Итак, Юнг получил разрешение остаться в Москве, выступать на фабричных митингах и обмениваться опытом с ведущими экономистами, такими, как комиссар по электрификации Кржижановский. В книге о московских впечатлениях Юнга, которую он сочинил на обратном пути (снова нелегальном) и вскоре издал под названием «Поездка в Россию»{832}, все сомнения перекрывались какой-то чуть ли не мистической тягой к прогрессу. Юнга восхищал именно тоталитаризм большевистской диктатуры: «Широкие массы обрабатываются сейчас пропагандой, политикой, трудовой повинностью, голодом.
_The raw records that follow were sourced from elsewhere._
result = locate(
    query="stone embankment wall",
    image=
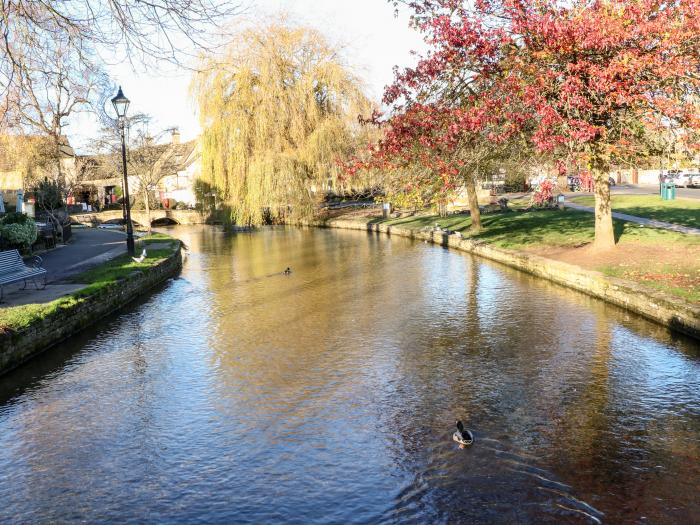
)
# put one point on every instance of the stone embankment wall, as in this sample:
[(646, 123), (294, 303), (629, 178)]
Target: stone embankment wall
[(656, 306), (18, 347), (178, 216)]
За всем этим стоит ничтожное число пропагандистов, представителей государственной власти, в основной своей массе — инородцев»{833}. Ленин и народные комиссары — это «вожди в самом подлинном смысле слова и исторически дошедшего до нас понятия»{834}. Гигантская машина, которую они запустили, уже начала работать сама собой: «Как бы гигантскими щупальцами она постепенно захватывает людей и сырье, заставляет людей трудиться… А тех, кто противится ей, она автоматически перемалывает»{835}.
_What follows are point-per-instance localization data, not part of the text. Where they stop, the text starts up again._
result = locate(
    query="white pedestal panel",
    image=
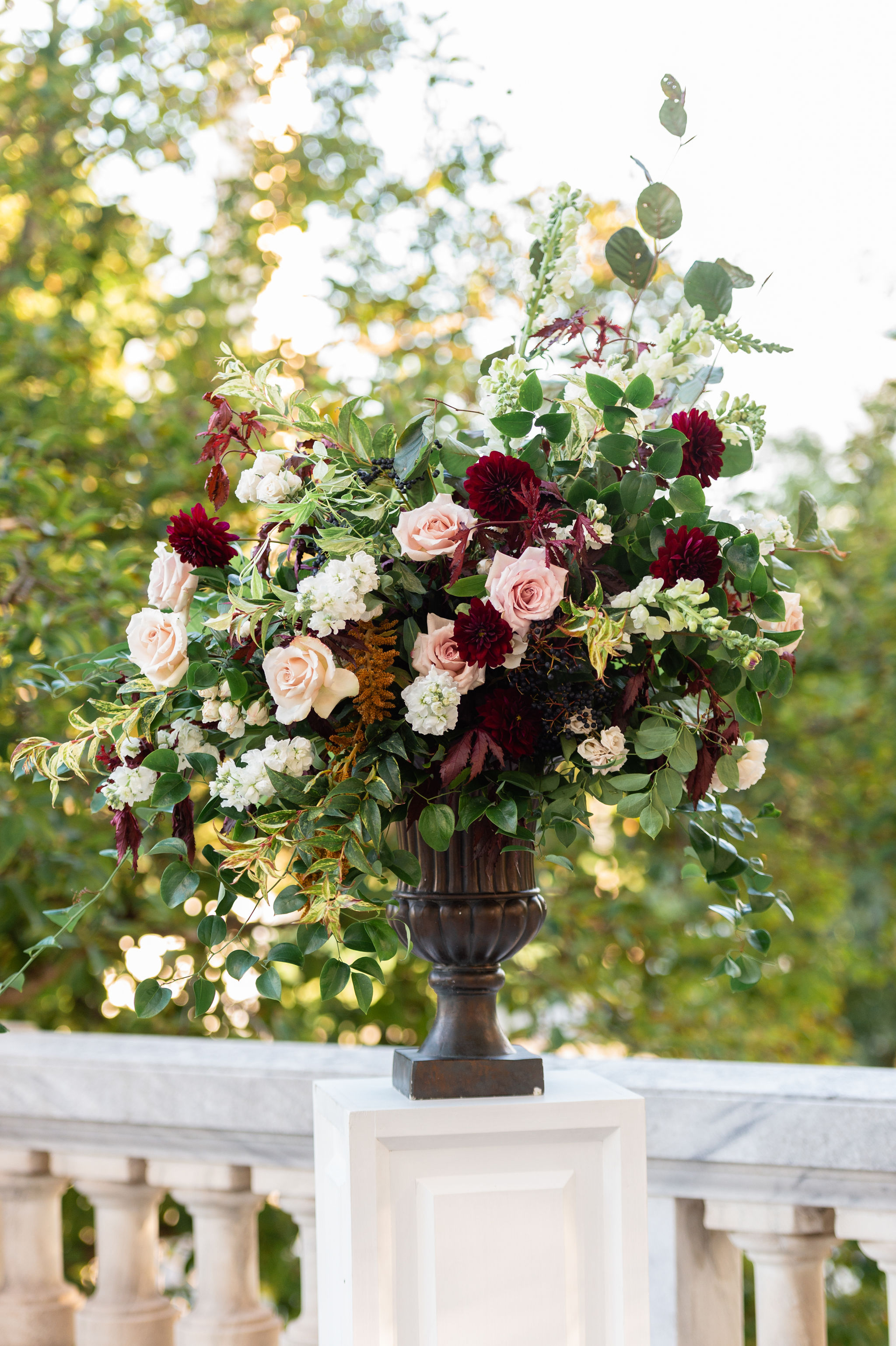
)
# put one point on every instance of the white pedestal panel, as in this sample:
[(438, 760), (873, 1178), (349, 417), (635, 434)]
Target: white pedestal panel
[(482, 1221)]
Социализация в конечном счете является результатом не чисто технической организации, а планомерного отбора. «Сложный социалистический государственный механизм с фантастической деловитостью отсеивает трудолюбивых от лодырей, тружеников от трутней, новых людей от прежних. Процесс деления имеет колоссальные масштабы, можно видеть, как люди прямо-таки падают, раздавленные, и сгнивают»{836}. Юнг в своем непонятном восторге наслаждается неудержимостью социалистического отбора: «Среди московского купечества, по некоторым сведениям, резко возрос процент мозговых заболеваний. В областях советской страны, захваченных белыми, свирепствует сыпной тиф. Характерно, что в Красной армии совершенно нет тифа… Сопротивляемость буржуа полностью сломлена. Они, разлагаясь, ожидают своего конца»{837}.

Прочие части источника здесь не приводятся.